Les « autres » habitants avec qui coopérer

Publié le 23 septembre 2024
3 min

Lorsque l’on parle d’habitants on pense naturellement aux personnes qui résident sur le territoire. C’est une définition pragmatique et rationnelle qui nous permet de nous mettre au travail en sollicitant leurs participations, leurs avis, leurs contributions, etc. Mais est-ce bien le plus pertinent ?  Lorsque l’on souhaite associer les habitants à des projets de développements touristique, est-ce que le critère de résider sur le territoire est celui qui va apporter le plus de valeur aux contributions ? On peut se demander si dans le cadre d’un projet de développement touristique ce qui nous intéresse le plus c’est le statut de résident ou bien le lien au territoire, la relation qu’on lui porte et les interactions que l’on y a créé. Ce questionnement peut nous permettre d’inclure toutes les personnes qui vivent et qui pratiquent notre territoire. Les travailleurs par exemple, ou ceux qui viennent pratiquer une activité sportive ou artistique, les étudiants, etc. Dans l’outil Flux Vision il y a ces catégories un peu fourre-tout appelé « Habituellement présent » et « Excursionniste récurrent ». Pour celles et ceux qui ont accès à cette solution, il y a énormément à apprendre sur les singularités et les spécificités de votre territoire en regardant de plus près ces catégories.

En fait dans la notion d’habitant ce qui nous intéresse réellement ce sont les personnes qui ont une relation a temporalité longue avec le territoire, que ce soit continue ou par fréquence. Ce qui nous intéresse c’est de travailler avec et en considérant celle et ceux qui ont un lien durable avec le territoire. Quand nous parlons d’habitant il nous semble également pertinent de nous référer au concept d’habiter. Habiter se réfère à « un processus de construction des individus et des sociétés par l’espace et de l’espace par l’individu, dans un rapport d’interaction voire un rapport ontologique qui les relie : nous habitons l’espace et c’est pour cela qu’il nous habite » (source géoconfluences). Ce concept d’habiter ouvre plus de perspectives que celui de résidant, il permet d’élargir le spectre et de reconnaitre la légitimité d’autres profils pour participer ou coopérer sur des projets. Il y a donc les résidents et désormais nous pouvons également associer celles et ceux qui sont habités par le territoire sans forcément y résider.

Jusqu’à présent nous parlons de personne mais depuis quelques années nous avons introduits de nouveaux profils avec lesquels coopérer dans les projets que nous accompagnons. Ils sont un peu particuliers, certains ne peuvent pas se déplacer, d’autres sont imprévisibles et quelques-uns sont même invisible ! Ce sont ceux qui se font appeler les non-humains : la faune, la flore, les éléments naturels, des éléments culturels, des personnages, des mythes, etc.
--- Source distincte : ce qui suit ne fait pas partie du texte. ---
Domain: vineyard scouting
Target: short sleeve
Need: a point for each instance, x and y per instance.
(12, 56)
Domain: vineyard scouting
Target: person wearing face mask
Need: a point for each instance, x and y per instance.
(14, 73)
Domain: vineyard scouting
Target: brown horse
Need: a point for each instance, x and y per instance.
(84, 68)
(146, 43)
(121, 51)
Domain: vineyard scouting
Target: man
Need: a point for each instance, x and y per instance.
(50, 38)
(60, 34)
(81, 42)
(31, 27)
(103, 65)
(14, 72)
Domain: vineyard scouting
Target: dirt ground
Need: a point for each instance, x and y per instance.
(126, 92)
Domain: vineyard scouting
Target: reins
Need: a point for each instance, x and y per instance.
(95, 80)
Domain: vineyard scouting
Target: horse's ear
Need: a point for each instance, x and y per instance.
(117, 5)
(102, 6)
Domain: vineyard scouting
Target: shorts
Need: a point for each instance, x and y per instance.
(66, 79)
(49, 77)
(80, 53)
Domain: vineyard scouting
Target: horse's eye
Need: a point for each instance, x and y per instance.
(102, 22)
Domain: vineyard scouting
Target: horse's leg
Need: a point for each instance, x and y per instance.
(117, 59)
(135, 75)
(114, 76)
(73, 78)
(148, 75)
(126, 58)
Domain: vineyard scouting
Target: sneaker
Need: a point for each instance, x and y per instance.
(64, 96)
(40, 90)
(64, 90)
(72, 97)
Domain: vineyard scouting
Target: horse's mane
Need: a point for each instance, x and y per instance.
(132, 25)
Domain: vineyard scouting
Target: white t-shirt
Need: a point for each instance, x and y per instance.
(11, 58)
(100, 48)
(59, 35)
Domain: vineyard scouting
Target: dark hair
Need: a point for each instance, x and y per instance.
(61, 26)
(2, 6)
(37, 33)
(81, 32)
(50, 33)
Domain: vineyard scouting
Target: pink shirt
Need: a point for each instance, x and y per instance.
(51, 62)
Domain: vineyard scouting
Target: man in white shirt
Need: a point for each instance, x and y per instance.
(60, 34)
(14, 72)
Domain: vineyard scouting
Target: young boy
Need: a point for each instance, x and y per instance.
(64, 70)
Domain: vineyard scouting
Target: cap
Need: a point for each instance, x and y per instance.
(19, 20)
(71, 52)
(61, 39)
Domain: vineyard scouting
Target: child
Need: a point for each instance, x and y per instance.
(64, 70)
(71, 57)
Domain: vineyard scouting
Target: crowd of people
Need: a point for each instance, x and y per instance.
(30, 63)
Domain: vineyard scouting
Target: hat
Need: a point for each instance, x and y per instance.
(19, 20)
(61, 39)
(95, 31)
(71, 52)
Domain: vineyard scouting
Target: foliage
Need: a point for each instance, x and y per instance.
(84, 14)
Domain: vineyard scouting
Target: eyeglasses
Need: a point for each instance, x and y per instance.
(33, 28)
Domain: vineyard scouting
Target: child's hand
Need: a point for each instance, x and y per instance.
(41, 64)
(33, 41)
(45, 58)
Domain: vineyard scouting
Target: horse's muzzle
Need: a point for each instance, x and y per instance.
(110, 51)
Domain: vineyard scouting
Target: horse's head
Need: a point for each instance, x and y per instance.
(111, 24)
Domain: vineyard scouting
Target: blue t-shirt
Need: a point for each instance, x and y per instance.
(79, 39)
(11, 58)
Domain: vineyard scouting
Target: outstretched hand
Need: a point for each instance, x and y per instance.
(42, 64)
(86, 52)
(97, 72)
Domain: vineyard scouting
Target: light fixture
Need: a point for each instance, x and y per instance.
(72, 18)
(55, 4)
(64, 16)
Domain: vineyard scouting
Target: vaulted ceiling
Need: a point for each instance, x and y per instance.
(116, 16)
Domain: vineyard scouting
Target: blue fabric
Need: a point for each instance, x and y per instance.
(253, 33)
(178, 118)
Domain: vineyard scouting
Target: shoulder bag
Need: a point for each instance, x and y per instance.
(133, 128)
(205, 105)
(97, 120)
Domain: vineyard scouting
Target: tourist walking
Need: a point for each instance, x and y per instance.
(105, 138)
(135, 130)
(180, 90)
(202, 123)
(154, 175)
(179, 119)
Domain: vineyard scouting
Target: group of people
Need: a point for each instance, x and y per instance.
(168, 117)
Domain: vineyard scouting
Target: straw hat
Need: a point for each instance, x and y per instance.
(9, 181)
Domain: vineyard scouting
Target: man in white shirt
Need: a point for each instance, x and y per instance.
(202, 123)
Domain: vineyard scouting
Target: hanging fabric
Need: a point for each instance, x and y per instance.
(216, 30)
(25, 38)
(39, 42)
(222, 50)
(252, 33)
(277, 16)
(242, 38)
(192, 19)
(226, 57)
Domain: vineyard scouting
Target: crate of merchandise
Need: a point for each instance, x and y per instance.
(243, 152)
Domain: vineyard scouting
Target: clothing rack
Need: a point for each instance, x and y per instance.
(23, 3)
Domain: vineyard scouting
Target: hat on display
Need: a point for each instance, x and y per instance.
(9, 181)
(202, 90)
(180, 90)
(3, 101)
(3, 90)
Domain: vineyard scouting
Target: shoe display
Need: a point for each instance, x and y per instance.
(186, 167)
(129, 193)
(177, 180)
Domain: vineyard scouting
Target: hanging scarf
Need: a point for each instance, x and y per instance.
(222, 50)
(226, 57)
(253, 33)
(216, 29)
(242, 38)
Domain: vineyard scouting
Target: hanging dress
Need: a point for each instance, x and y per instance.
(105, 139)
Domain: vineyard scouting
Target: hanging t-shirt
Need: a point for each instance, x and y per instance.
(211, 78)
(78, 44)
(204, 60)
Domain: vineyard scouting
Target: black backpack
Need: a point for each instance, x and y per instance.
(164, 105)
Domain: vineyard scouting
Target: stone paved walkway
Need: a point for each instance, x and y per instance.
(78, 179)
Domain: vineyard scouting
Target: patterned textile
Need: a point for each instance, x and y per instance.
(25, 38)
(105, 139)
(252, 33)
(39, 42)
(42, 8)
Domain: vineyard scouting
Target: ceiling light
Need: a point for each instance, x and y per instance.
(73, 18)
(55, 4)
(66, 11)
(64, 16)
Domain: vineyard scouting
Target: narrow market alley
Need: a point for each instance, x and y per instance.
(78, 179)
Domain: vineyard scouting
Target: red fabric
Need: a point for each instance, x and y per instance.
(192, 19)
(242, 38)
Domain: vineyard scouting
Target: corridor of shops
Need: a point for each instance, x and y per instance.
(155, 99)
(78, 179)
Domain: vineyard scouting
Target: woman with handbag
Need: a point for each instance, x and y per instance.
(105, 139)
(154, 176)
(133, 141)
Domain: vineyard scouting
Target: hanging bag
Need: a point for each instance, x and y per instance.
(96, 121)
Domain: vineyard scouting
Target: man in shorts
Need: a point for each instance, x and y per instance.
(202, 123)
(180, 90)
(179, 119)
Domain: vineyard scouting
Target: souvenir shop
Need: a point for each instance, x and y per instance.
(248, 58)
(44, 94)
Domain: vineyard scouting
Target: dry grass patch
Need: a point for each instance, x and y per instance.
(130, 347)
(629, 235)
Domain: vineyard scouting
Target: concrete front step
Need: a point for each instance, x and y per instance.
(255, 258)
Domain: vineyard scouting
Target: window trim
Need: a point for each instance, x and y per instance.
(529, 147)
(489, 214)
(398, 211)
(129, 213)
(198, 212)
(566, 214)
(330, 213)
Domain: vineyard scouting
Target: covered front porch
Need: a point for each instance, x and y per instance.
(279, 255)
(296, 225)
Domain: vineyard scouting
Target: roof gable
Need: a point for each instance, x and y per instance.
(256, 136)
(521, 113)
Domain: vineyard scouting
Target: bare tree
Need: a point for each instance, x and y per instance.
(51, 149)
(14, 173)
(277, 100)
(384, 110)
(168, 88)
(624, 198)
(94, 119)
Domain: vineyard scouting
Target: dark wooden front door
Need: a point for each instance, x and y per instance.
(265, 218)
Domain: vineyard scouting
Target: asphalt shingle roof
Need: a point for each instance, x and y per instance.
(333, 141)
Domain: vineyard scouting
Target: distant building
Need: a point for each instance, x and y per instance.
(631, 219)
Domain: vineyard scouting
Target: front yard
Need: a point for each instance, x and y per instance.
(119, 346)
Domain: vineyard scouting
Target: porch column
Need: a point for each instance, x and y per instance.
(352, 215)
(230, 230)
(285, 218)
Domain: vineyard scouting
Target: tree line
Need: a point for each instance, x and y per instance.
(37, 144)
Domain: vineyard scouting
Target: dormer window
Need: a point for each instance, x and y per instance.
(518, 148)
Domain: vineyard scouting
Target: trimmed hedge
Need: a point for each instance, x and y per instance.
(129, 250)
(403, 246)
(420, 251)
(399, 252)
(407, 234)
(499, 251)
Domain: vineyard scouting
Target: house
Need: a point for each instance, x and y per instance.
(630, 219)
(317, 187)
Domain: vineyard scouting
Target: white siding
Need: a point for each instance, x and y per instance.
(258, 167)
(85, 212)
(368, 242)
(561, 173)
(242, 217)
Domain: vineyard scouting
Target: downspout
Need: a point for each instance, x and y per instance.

Eux aussi construisent une relation avec le territoire et le territoire les construits. Ils ont un lien durable indéniable et ils façonnent l’identité locale autant que l’identité locale les façonnes. Ils ont des récits, des productions et activités à faire découvrir. Ils peuvent les proposer par eux-mêmes ou bien en coopération avec des humains qui rendent l’expérience possible. Ils ont un potentiel de récit fantastique, une sensibilité par nature et une capacité de suscité la relation hors du commun.

Les non-humains c’est une notion développée par les sociologues Bruno Latour et Michel Callon à partir des années 80 dans le cadre de la théorie de l’acteur-réseau, qui consiste à analyser des associations et des relations au sein d’un réseau, incluant les non-humains car étant estimé par les chercheurs comme étant essentielles à la compréhension des systèmes. On est bien d’accord avec eux ! L’intérêt que nous voyons à cette approche est qu’elle permet de mettre en lumière des éléments de valeurs auxquelles nous n’avions pas pensé via les méthodologies précédentes. Elle permet également une autre implication des personnes car en introduisant les non-humains on décentre les individus et on alimente le « commun ». Le commun, cette chose flou, aléatoire mais si précieuse car essentielle aux processus participatifs et coopératifs.

Dans le fond, la question de l’implication des habitants dans le développement touristique n’est-elle pas avant tout une question de relation entre des éléments qui sont de passage et des éléments qui sont durablement présent ? Une relation entre le durable et l’éphémère.